"N.B.—If your friend goes to Bridgenorth, let him show this letter to the founders."

The engine, intended for the West Indies, so pleased Mr. Uville, that he begged to have it made over to him for South America, where it worked the machinery for rolling gold and silver in the Mint at Lima.

"About 1815, while erecting a high-pressure pole-engine at Legassack for Mr. Trevithick, and doing some repairs to Mr. Kendal's thrashing engine, a Creole, I think called Nash, brought a note from Captain Trevithick, stating that the bearer was anxious to be taught to erect and work the portable engines for Jamaica.

"Sir Rose Price, who had property in the West Indies, had sent him to Mr. Trevithick for that purpose."[16]

It is therefore probable that some of Trevithick's engines reached Jamaica. Sir Rose Price was well known to Lord Dedunstanville and Sir Charles Hawkins, and living near them, saw the engines at work and their fitness for his property in Jamaica.

Lord Dedunstanville's engine of 1812 was sold as old iron to Messrs. Harvey and Co. not long before 1843. Having remained for some time on the old-scrap heap, it was in that year again worked to drive machinery. Instead of the original rope-driver on the fly-wheel, a chain was used, the links of which caught on projecting pins on the driving wheel. In that form it continued to work until 1853, before which it was frequently seen by the writer prior to its removal to make room for a more powerful engine.

What greater proof could be given of the fitness of design of this early engine, than its long life of forty years under such rough treatment, and the facility with which it was applied to different uses. Mr. Bickle, who, from recollection, had made a sketch of this engine before the writer had found Trevithick's sketch, says that after the engine had ceased to work, the boiler was turned to account in heating tar in the ship-builder's yard.
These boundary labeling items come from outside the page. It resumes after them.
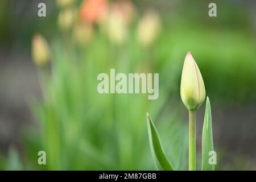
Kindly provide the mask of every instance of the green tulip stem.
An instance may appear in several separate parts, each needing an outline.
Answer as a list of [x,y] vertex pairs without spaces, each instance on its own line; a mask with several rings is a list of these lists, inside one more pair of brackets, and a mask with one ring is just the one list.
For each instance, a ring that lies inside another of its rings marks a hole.
[[188,170],[196,170],[196,110],[189,110]]

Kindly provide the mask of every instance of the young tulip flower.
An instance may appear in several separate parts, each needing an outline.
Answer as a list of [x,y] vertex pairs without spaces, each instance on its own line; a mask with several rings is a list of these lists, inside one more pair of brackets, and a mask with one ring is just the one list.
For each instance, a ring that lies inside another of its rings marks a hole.
[[32,40],[32,57],[39,67],[47,64],[50,60],[50,51],[46,40],[40,34],[36,34]]
[[202,75],[190,52],[187,54],[183,65],[180,96],[183,104],[189,110],[199,108],[205,97]]

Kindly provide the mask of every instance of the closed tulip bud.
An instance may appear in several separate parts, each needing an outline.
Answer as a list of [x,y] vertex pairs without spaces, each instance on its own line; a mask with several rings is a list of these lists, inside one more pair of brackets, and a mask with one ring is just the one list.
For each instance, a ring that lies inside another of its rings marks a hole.
[[196,110],[205,97],[204,81],[199,68],[190,52],[188,52],[183,65],[180,96],[188,110]]
[[149,10],[140,20],[137,30],[139,42],[144,47],[151,46],[156,39],[160,30],[160,21],[158,14]]
[[67,9],[60,11],[57,23],[62,31],[67,32],[71,29],[75,16],[76,12],[73,9]]
[[72,5],[75,1],[76,0],[56,0],[57,5],[61,8]]
[[32,40],[32,57],[35,63],[39,67],[45,65],[50,60],[47,42],[40,34],[36,34]]

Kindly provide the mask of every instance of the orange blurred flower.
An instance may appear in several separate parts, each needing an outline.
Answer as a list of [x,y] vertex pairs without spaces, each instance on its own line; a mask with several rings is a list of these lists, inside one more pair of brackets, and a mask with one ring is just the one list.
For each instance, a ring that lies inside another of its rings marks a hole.
[[82,22],[94,23],[108,11],[108,0],[85,0],[81,6],[80,17]]

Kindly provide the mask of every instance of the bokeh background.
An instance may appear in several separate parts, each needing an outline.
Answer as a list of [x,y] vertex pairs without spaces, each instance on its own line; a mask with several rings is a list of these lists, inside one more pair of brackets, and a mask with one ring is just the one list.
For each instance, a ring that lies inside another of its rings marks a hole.
[[[38,16],[40,2],[46,17]],[[187,169],[179,87],[191,51],[211,102],[217,169],[256,169],[255,17],[254,1],[2,0],[0,169],[154,169],[148,112],[175,167]],[[31,57],[32,46],[43,49],[32,40],[39,36],[49,61]],[[98,93],[97,75],[113,68],[159,73],[158,99]],[[38,164],[40,150],[46,165]]]

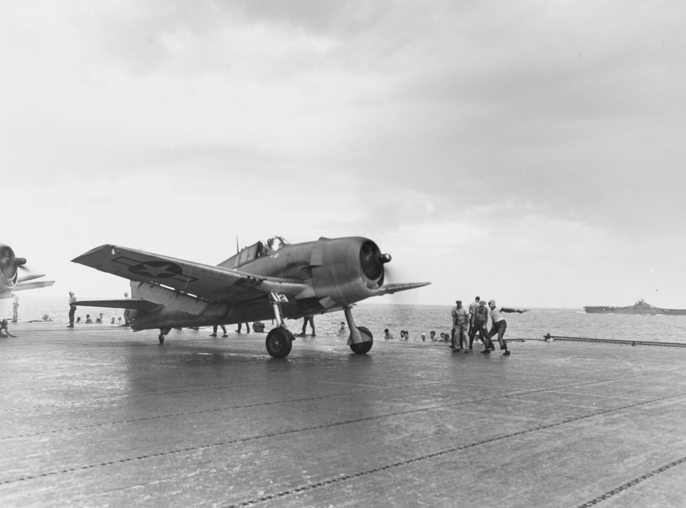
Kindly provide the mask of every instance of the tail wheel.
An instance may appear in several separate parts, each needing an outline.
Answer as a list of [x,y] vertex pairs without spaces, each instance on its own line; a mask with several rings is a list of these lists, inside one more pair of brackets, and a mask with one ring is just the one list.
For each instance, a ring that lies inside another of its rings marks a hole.
[[364,326],[358,326],[357,330],[359,330],[359,332],[365,337],[368,337],[369,341],[366,342],[360,342],[357,344],[351,344],[350,348],[353,350],[353,352],[355,354],[366,354],[369,352],[369,350],[372,348],[372,346],[374,344],[374,336],[372,335],[372,332],[370,332],[368,329],[364,328]]
[[274,358],[285,358],[293,347],[293,334],[277,326],[267,334],[267,352]]

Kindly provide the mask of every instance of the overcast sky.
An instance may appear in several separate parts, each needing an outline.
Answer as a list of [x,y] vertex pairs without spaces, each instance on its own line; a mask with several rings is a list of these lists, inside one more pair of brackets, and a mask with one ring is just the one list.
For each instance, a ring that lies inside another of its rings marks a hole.
[[70,263],[104,243],[360,235],[433,282],[380,303],[686,308],[685,10],[8,4],[0,242],[65,298],[127,289]]

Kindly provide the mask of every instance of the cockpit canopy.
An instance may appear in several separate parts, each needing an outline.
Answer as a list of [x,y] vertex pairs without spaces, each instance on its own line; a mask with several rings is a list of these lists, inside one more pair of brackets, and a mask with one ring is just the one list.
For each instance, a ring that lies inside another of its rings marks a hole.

"In 1854 I saw working in a shed at Carnsew, in the ship-building yard of Harvey and Co., of Hayle, an engine working a stamps for pounding up the slag and furnace bottoms from the brass-casting foundry.
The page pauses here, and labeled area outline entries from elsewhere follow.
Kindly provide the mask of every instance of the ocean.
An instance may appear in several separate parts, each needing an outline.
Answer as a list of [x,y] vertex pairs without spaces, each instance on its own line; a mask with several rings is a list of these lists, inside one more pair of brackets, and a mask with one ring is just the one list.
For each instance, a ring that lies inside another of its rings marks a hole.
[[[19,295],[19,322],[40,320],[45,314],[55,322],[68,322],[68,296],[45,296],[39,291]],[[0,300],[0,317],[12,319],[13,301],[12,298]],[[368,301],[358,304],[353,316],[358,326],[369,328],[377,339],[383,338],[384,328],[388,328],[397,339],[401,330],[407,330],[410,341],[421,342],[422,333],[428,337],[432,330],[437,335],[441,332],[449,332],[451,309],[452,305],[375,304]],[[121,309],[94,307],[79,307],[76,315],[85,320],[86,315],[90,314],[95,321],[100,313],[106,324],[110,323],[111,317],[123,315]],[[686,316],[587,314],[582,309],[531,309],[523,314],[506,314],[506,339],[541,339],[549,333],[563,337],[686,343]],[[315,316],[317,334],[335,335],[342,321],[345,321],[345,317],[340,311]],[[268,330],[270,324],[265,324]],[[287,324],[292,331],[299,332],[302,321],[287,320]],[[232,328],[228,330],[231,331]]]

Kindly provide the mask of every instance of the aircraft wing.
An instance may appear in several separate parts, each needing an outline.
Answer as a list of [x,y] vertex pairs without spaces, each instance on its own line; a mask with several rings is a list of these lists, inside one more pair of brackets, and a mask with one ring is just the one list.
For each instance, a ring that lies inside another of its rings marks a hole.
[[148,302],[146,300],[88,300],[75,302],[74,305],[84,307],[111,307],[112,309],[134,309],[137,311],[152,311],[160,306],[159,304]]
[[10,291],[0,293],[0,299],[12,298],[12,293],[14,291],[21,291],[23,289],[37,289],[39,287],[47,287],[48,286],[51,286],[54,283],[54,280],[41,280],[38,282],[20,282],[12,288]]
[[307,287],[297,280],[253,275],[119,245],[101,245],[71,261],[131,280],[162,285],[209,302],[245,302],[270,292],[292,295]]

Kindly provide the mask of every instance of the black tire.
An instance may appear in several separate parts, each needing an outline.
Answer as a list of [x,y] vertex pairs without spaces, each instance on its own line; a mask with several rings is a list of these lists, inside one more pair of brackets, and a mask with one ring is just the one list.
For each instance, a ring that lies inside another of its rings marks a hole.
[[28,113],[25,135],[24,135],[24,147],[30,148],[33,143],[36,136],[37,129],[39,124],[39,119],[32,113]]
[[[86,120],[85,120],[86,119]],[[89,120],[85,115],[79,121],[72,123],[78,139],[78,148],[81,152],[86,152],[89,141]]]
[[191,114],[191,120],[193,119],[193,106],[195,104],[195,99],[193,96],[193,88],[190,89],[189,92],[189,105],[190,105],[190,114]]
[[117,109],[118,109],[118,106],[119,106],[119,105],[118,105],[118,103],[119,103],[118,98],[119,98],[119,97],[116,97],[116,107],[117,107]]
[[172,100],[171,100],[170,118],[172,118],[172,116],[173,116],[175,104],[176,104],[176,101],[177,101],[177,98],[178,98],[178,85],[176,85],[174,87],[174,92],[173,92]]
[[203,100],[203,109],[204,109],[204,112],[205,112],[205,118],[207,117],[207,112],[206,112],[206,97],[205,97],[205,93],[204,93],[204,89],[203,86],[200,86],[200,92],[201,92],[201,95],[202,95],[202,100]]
"I was then the foreman hammerman in Harvey and Co.'s smiths' shop and hammer-mill, and frequently noticed this old engine and inquired about it. It had been brought from Lord Dedunstanville's, at Tehidy Park, where it at one time worked a thrashing machine. The boiler was of wrought iron, built in brickwork, and looked like a big kitchen-boiler. A flattish cover was bolted on to the top of the boiler, and the cylinder was let down into this top.

"The cylinder had no cover; it was about 8 or 10 inches in diameter and 2 or 3 feet stroke. The piston was a very deep one, with a joint for the connecting rod which went direct to the crank, which was supported on two upright stands from the cover on the boiler. The fly-wheel had a balance-weight for the down-stroke. A pitch-chain for driving passed over the wheel, which had pins in it, or projections, to catch into the square links of the driving chain; it was worked by a four-way cock."[17]